The bone-dry overview epitomized Parkes’ want to end up his mettle in an intensely aggressive scene. That’s precisely what Modus Operandi is: a shot around the bow—an illustration of Parkes’ virtuoso ability, in addition to his resolution to take drum’n’bass, because the extra intricate iterations of the sound had an increasing number of come to be identified, into unexplored territory. If Goldie’s Undying, as many have famous over time, was once the drum’n’bass identical of Crimson Floyd’s space-rock epic, Modus Operandi would possibly as smartly had been a real travel to the darkish aspect of the moon, a voyage into the airless, lightless unknown.
Throughout 10 interrelated tracks that play out like actions of a collection, Modus Operandi plunges right into a netherworld of skulking beats, viscous synths, and violent foreboding. It’s awash in seasick frequencies and bathed within the sounds of steel—scraping claws, clattering shell casings, glinting metal chopping during the penumbra. Neither strictly a membership file nor, in any respect, a chillout soundtrack, it suggests a mortal face-off between rhythm and surroundings, every locked within the different’s dying grip.
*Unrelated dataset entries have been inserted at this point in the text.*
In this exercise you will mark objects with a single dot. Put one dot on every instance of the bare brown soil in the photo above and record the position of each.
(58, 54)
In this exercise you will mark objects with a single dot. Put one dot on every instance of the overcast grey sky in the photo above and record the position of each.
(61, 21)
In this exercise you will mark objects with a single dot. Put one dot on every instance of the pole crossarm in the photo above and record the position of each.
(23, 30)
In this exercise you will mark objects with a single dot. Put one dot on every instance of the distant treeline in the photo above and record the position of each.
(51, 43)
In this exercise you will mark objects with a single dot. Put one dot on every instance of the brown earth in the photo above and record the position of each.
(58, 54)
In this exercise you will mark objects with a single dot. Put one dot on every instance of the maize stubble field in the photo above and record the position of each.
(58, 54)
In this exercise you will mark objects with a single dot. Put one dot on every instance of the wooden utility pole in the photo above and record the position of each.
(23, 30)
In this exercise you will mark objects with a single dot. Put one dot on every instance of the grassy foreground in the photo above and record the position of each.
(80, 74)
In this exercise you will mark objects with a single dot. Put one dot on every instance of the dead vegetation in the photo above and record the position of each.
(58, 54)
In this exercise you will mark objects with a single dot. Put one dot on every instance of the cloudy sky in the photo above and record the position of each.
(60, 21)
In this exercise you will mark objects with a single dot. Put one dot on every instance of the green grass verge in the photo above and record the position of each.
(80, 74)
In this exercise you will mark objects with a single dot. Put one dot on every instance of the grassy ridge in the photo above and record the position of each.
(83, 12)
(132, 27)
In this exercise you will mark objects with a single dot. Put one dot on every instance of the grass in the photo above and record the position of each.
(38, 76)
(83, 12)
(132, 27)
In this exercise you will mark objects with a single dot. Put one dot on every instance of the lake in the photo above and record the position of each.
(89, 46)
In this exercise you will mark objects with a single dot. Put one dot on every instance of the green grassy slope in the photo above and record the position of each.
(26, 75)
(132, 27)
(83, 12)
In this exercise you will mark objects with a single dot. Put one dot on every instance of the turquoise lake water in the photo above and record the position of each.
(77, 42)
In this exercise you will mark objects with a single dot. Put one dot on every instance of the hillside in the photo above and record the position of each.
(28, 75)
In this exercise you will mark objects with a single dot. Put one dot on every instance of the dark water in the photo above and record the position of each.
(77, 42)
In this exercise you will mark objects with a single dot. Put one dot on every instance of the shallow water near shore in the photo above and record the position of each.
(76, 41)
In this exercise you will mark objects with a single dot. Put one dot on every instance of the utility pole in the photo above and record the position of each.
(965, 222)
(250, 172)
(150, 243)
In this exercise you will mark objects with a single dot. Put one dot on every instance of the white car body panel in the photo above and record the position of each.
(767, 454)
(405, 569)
In a milieu that prized dexterity, audacity, and velocity, the album’s opening monitor, “The Hidden Digicam,” is a head-fake. After a series of Rhodes keys that sounds virtually like a jazz participant’s interpretation of church bells, the beat in any case drops, however the tune can’t truly be known as drum’n’bass. There’s no hint of any canonical breakbeat within the shuffling snares and cottony flams, and the herky-jerky cadence has little in not unusual with the way in which jungle and drum’n’bass most often transfer. Most significantly, the pace is gradual—a pensive 126 beats in line with minute, in comparison to the 160-170 vary that had transform same old for the style.
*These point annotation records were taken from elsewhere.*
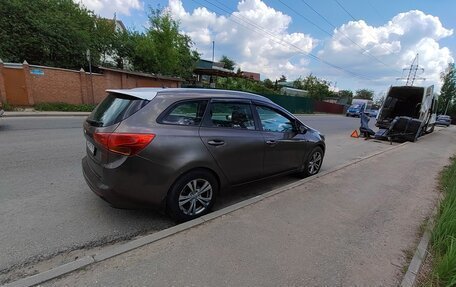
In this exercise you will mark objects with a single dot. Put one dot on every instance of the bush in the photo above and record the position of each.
(64, 107)
(7, 107)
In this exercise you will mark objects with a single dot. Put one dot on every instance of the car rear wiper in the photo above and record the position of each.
(95, 123)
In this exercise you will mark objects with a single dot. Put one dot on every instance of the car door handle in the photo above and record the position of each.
(216, 142)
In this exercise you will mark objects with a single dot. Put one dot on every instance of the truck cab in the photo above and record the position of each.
(419, 103)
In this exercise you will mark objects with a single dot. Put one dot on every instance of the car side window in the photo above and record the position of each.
(273, 121)
(188, 113)
(231, 115)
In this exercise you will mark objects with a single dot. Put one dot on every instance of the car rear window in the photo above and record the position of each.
(114, 109)
(188, 113)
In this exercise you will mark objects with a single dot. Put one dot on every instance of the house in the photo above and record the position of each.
(251, 75)
(207, 72)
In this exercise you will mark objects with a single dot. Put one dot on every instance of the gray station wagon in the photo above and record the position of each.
(177, 148)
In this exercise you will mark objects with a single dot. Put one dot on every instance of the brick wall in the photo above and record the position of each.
(48, 85)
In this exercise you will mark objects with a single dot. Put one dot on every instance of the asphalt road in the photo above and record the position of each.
(47, 208)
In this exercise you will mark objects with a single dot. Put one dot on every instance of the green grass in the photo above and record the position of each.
(443, 241)
(64, 107)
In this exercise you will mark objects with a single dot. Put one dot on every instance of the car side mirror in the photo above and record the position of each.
(301, 129)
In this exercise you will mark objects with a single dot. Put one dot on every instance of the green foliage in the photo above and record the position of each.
(318, 89)
(268, 84)
(64, 107)
(7, 107)
(228, 63)
(46, 32)
(346, 94)
(282, 79)
(364, 94)
(444, 233)
(162, 49)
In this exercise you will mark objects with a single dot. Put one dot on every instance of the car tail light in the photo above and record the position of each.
(123, 143)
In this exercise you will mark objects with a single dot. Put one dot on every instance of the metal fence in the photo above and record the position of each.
(296, 105)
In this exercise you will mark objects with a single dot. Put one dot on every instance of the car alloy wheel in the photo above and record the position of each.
(315, 161)
(195, 197)
(192, 195)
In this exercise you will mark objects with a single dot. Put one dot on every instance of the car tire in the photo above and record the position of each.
(310, 166)
(192, 195)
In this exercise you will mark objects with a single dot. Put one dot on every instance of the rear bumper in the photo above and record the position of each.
(116, 194)
(105, 192)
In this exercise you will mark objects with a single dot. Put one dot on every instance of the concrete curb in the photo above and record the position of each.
(136, 243)
(420, 254)
(45, 114)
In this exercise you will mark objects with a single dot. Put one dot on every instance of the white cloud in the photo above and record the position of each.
(255, 34)
(390, 47)
(107, 8)
(252, 35)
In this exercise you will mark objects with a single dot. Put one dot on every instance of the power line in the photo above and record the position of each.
(345, 35)
(280, 41)
(346, 11)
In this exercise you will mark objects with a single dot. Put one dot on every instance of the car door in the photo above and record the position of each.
(285, 147)
(236, 143)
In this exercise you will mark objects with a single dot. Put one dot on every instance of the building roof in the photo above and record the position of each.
(154, 76)
(206, 67)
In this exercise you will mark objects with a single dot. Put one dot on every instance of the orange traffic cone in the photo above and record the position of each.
(355, 134)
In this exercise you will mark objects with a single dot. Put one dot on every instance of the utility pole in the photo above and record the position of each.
(412, 73)
(90, 72)
(213, 51)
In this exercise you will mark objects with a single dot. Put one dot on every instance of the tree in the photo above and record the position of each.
(364, 94)
(268, 84)
(46, 32)
(282, 79)
(448, 90)
(317, 89)
(346, 96)
(162, 49)
(228, 63)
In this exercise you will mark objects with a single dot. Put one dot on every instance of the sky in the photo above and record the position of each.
(353, 44)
The arena was once awash in chilled grooves in 1997, however “The Hidden Digicam” is hardly ever your standard downtempo. It bobs with a coiled depth that telegraphs unhealthy instability. The kick drum hits simply earlier than the downbeat, the snares dance across the backbeat, and all of the drums in between are both speeding the beat, as despite the fact that making up for misplaced time, or lagging in the back of. Unidentifiable noises, suggesting anguished dolphins, and grim sound results, like a handgun being cocked, stoke the apprehensive temper. But for all this, the vibe is comfortable, due to a spare, noirish standup bassline and synth pads that swirl just like the northern lighting. The drum trend performs out in two-bar words, however the keys and pads are drawn out in longer arcs that overlap at asymmetric periods. The ones overlapping words imply that your consideration is all the time following the track in parallel but contrasting paths—a trademark of Photek’s looping sleight-of-hand.